With compliance discovery typically averaging out at a million US dollars per legal case, the whole area of retrieving all digital dialog around a dispute is the time and money sink that stresses IT staff and slows line of business technology adoption.
Written by Oliver Marks, Contributor

With compliance discovery typically averaging out at a million US dollars per legal case, the whole area of retrieving all digital dialog around a dispute is the time and money sink that stresses IT staff and slows line of business technology adoption.

Legal compliance touches all parts of business, from the dullest process work to the most exciting research and development, and from the smallest project to trawling through terrabytes of email archives and electronically stored information (ESI)  for all relevant correspondence.

The legal restrictions that large company legal departments design to comply with international information retention legislation - typically blanket global standards - are what IT departments are tasked to enforce.

The email archiving, retrieval and packaging for corporate lawyers industry is huge - the legal profession is a bastion of the document and email culture.
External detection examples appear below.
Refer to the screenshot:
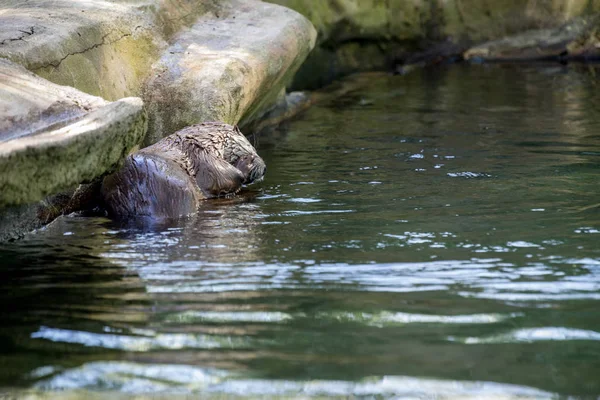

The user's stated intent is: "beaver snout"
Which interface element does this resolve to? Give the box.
[235,155,267,185]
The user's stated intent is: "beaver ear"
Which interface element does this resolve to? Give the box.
[194,151,245,197]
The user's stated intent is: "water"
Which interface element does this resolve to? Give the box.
[0,66,600,398]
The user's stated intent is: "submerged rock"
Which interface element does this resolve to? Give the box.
[102,122,266,218]
[0,59,146,207]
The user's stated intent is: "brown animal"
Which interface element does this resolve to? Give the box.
[102,122,266,218]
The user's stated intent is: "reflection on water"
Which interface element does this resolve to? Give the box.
[0,66,600,399]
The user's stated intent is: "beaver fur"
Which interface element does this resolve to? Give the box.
[102,122,266,218]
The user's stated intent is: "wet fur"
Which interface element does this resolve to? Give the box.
[102,122,266,217]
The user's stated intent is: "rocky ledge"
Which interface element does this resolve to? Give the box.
[0,0,316,240]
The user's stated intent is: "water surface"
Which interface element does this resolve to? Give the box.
[0,66,600,398]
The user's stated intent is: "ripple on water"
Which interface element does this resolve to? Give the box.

This is the way the legal profession has worked for hundreds of years from back office to day in court.

It would be fair to say that business communication is shaped - and hindered - by the way the legal profession works.

Along come sophisticated ways of working - collaboration networks that resemble sophisticated 'performance fabrics' of interoperability - but the boat anchor of legal workflow practice is always lurking in the background.
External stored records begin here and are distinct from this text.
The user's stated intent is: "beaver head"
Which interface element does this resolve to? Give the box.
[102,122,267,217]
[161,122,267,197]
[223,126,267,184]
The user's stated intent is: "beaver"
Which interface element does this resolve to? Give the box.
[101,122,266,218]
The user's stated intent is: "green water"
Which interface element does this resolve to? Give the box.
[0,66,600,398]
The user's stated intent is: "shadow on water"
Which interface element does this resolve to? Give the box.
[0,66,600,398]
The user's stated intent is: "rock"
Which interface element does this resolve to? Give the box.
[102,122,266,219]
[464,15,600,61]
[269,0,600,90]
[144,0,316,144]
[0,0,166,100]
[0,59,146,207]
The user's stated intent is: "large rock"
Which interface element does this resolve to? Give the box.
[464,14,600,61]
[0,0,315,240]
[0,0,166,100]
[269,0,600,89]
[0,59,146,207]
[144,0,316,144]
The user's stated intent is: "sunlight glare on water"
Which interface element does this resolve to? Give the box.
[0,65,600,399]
This arcane legal world tends to make peoples eyes gloss over, and few outside the profession feel they can do anything but follow processes laid out by legal departments they often have little or no contact with.

In fact, many lawyers would like nothing more than to work with the rest of the business to streamline document retention tactics.
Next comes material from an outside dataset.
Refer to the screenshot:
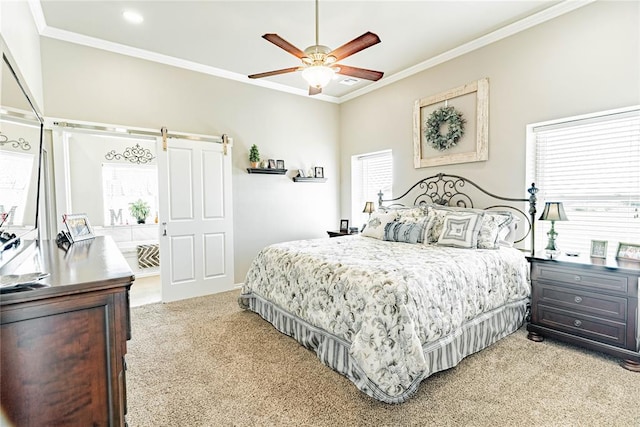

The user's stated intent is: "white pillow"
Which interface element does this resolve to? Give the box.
[438,212,483,248]
[361,211,398,240]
Mimosa Systems, who provide archiving software for Microsoft Exchange,  have an excellent free downloadable book called 'The know IT all's guide to eDiscovery' written in plain  English for the non legal layperson. The book does an excellent job of demystifying US legal law (Federal Rules of Civil Procedure, etc) in a very entertaining, easy to understand way.

Where the book is particularly useful is in walking you through the realities of legal discovery - which essentially involves rooting through mountains of stuff in a panic, like you did when you realized you couldn't find your passport a few hours before your flight.

Multiply that experience by a few thousand ESI items and you can start to see why IT security staff break out in a cold sweat when they see all the 'shadow IT' servers hiding under desks and who knows where.

More importantly, the book does a good job of proposing strategies for organizing task forces of cross departmental employees to design ESI retention and ediscovery strategy.

Thinking outside the software box about retention logic is an important component of collaboration planning strategy; many larger companies assume that the baked in tools within Sharepoint and large software suites will save their bacon when the lawyers come knocking.

The reality however is that this issue is 90% about how you've organized your stuff and 10% about where you keep it and how you access it.

Email is growing at 45% a year and enterprise content management systems are like reservoirs in winter, filling to the brim with cascades of ESI.

You'll help your legal and IT security people by organizing ESI in a way that makes their lives easier, regardless of where it is situated in the organization.  The alternative is a nightmare of despoilation accusations in discovery sessions and frantic rummaging for relevant materials as the clock counts down to the legal deadline.

There are deeper levels of strategic thinking around automated deletion processes and levels of security which are highly contextual to business need - for this getting strategic and tactical help will be hugely cost effective over time.